En aquel momento, sólo tuve ojos para las presencias, las de los cientos de hombres y mujeres que desfilaban con sus mejores galas por el centro de Madrid, orgullosos de servir a su patria, valientes y dignos, sin alardes desmedidos ni estridencias fuera de lugar. Seres especiales, dispuestos a afrontar la mutilación y la muerte por un sueldo que a muchos de los delincuentes que abren los informativos a cuenta de sus desmanes financieros les parecerían de chiste, y con el que apenas abonarían el importe de una cena con final feliz.
Conozco personalmente a varios militares y me une a ellos un afecto verdadero que dura ya décadas. Son padres de familia que han dado lo mejor de sí mismos en Bosnia, Afganistán o Mali, resignados a no ver a sus parejas ni a sus hijos en meses y acostumbrados a transitar por los grandes infiernos de este mundo para que sus compatriotas conservemos nuestros pequeños paraísos cotidianos.

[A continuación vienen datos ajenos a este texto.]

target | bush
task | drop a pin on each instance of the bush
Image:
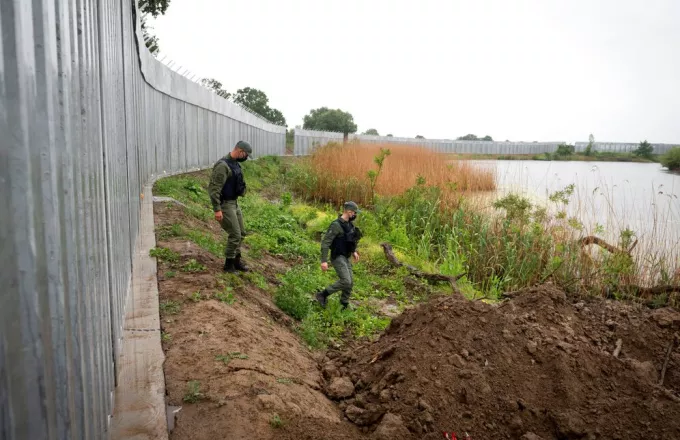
(671, 159)
(644, 150)
(565, 150)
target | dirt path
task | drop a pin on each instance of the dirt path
(539, 366)
(253, 371)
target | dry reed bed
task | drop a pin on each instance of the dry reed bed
(343, 169)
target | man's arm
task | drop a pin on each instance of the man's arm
(333, 231)
(221, 172)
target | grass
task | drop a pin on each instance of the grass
(226, 358)
(193, 394)
(193, 266)
(336, 173)
(276, 421)
(226, 296)
(164, 254)
(596, 156)
(170, 307)
(504, 245)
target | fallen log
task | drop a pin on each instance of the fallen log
(591, 239)
(430, 277)
(617, 350)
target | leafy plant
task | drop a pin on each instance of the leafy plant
(226, 358)
(193, 394)
(671, 159)
(565, 150)
(374, 174)
(164, 254)
(516, 206)
(170, 307)
(276, 421)
(226, 297)
(644, 150)
(166, 337)
(193, 266)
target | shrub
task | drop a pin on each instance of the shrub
(644, 150)
(671, 159)
(565, 150)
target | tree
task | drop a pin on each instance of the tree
(154, 7)
(468, 137)
(216, 87)
(671, 159)
(325, 119)
(276, 117)
(150, 40)
(565, 150)
(257, 101)
(644, 150)
(589, 148)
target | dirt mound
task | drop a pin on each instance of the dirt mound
(536, 366)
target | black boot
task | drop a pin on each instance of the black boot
(344, 299)
(238, 264)
(322, 298)
(229, 265)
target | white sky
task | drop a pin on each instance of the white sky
(550, 70)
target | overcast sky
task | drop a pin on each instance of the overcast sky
(549, 70)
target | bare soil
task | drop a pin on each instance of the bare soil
(539, 365)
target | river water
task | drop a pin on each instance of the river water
(642, 197)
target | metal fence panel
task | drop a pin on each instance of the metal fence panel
(87, 116)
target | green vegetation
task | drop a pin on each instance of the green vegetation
(170, 307)
(515, 245)
(644, 150)
(193, 394)
(193, 266)
(164, 254)
(166, 337)
(671, 159)
(276, 421)
(226, 358)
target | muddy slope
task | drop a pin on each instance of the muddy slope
(536, 366)
(253, 372)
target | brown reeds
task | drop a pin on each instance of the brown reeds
(342, 170)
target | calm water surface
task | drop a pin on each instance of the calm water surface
(642, 197)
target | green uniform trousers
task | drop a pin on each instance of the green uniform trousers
(343, 267)
(232, 223)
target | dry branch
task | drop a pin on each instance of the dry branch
(591, 239)
(430, 277)
(674, 341)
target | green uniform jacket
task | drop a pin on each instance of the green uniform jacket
(221, 172)
(333, 231)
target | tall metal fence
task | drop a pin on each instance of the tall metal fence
(618, 147)
(87, 116)
(307, 140)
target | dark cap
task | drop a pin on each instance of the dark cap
(245, 146)
(351, 206)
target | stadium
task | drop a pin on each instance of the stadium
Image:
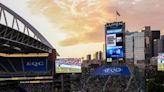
(26, 57)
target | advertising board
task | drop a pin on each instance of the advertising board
(68, 65)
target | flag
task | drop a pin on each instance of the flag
(117, 13)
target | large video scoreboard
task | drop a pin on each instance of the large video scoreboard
(160, 66)
(114, 41)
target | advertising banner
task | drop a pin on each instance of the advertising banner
(35, 64)
(68, 65)
(112, 70)
(114, 42)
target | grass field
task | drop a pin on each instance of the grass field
(67, 70)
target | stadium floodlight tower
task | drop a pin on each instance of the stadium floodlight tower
(115, 42)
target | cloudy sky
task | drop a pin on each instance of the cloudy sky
(76, 27)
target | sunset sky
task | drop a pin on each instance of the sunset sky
(76, 27)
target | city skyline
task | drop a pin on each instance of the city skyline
(76, 28)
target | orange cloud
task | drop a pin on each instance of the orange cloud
(83, 20)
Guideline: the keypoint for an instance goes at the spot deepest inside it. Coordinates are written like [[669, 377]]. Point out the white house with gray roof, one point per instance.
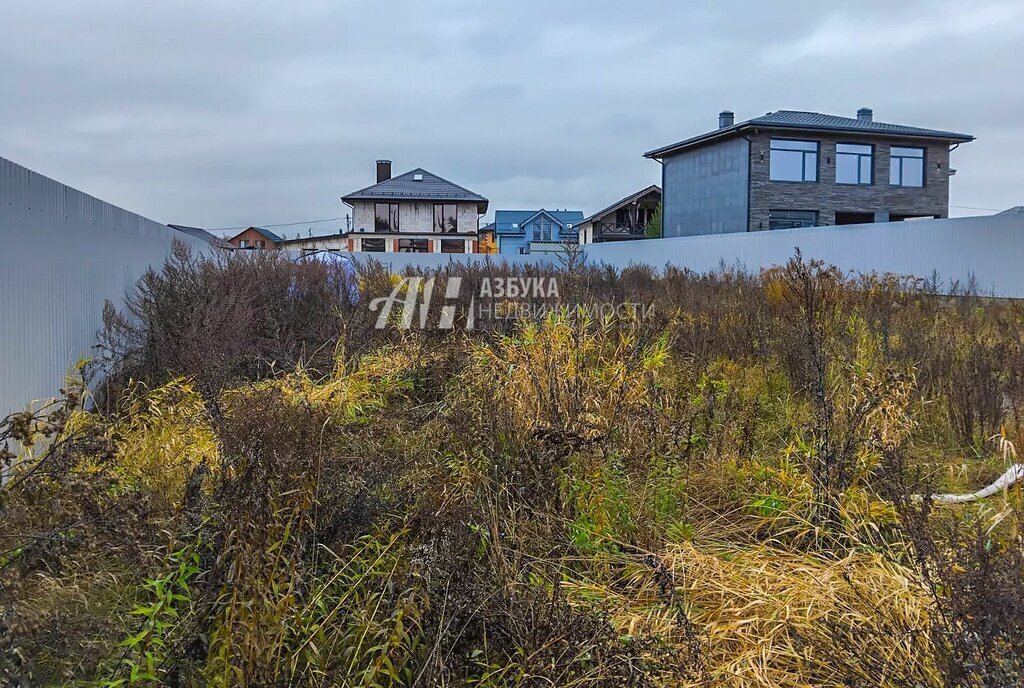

Profesionales de la paz que están listos para dejarse la piel en la defensa de los indefensos, para garantizar la seguridad nacional frente a todo tipo de terrorismo -incluidos el de Internet y el de la Yihad-, para preservar la libre circulación de personas y bienes por tierra, mar y aire, y para adiestrar en las misiones internacionales a las fuerzas locales de las zonas en conflicto.
En definitiva, personas de carne y hueso que han decidido voluntariamente servir al prójimo en nombre de la mejor acepción del concepto de Patria, esa que debe quedar al margen de manipulaciones históricas y de rencillas políticas, y a salvo de ausentes e indecentes.